Who is this surgery for?
- Confirmed diagnosis of a primary malignant bone tumor in the proximal femur (thigh bone) or pelvic bones (acetabulum, ilium).
- Persistent, worsening hip or thigh pain, especially pain that wakes the child at night.
- Presence of a palpable mass or swelling in the hip or upper thigh region.
- Pathologic fracture (a break through a bone weakened by tumor).
- Imaging (X-ray, MRI, CT) findings highly suggestive of a malignant bone lesion.
- After neoadjuvant (pre-operative) chemotherapy to shrink the tumor for better surgical margins.
How to prepare
- Comprehensive staging workup including biopsy, MRI, CT scan, and bone scan to determine the tumor's extent.
- Pre-operative chemotherapy cycles to reduce tumor size and treat microscopic spread.
- Detailed surgical planning using 3D imaging and models for precise resection and reconstruction.
- Pre-operative counseling with the child and family about the procedure, outcomes, and rehabilitation journey.
- Nutritional optimization and pre-habilitation (physical therapy) to strengthen the child before surgery.
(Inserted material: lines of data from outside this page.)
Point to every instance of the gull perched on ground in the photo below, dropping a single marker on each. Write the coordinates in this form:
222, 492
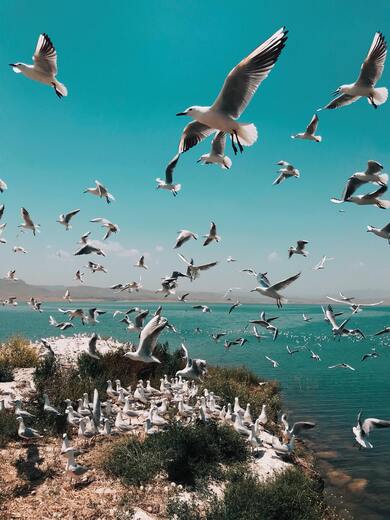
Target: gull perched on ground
217, 153
65, 218
148, 341
321, 263
195, 369
89, 249
380, 232
44, 68
366, 199
299, 249
141, 263
100, 191
287, 171
272, 291
363, 429
193, 271
183, 237
111, 228
370, 72
309, 133
212, 235
27, 222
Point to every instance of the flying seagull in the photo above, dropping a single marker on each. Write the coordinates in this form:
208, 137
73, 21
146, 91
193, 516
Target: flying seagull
217, 153
370, 72
44, 68
309, 133
65, 218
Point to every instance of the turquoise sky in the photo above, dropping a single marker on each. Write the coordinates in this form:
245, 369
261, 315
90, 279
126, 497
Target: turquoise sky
129, 67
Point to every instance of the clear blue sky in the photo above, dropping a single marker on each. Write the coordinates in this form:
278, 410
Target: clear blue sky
129, 67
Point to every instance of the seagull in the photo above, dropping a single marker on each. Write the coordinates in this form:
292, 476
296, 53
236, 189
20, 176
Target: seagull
237, 91
299, 250
100, 191
271, 291
148, 341
184, 236
234, 306
363, 429
308, 134
167, 184
44, 68
195, 369
141, 263
366, 199
370, 72
212, 235
217, 153
65, 218
380, 232
89, 249
321, 263
287, 171
203, 308
111, 228
193, 271
27, 222
342, 365
274, 363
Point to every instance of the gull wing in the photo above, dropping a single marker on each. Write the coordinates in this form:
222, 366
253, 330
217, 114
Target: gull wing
242, 82
341, 101
45, 55
312, 126
285, 283
373, 65
372, 423
193, 134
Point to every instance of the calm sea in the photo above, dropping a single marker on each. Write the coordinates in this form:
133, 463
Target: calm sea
311, 390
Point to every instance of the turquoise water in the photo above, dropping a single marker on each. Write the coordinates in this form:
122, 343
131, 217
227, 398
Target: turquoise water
311, 391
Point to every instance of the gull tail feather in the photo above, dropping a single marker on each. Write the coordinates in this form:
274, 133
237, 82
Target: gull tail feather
247, 134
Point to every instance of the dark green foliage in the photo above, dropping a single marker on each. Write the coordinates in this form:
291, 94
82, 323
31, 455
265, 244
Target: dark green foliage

- Blood tests and cardiac evaluation to ensure fitness for major surgery and anesthesia.
Risks & possible complications
- Surgical risks: Infection, bleeding, blood clots (deep vein thrombosis), and nerve or blood vessel injury.
- Reconstruction-specific risks: Prosthesis loosening, dislocation, fracture, or mechanical failure.
- Oncological risks: Local tumor recurrence or distant metastasis (spread).
- Functional risks: Limb length discrepancy, joint stiffness, muscle weakness, or a persistent limp.
- Long-term risks: Potential impact on bone growth in younger children, requiring future revision surgeries.
Recovery & hospital stay
- Initial hospital stay for pain management, wound care, and monitoring for complications.
- Early mobilization with support from physical and occupational therapists.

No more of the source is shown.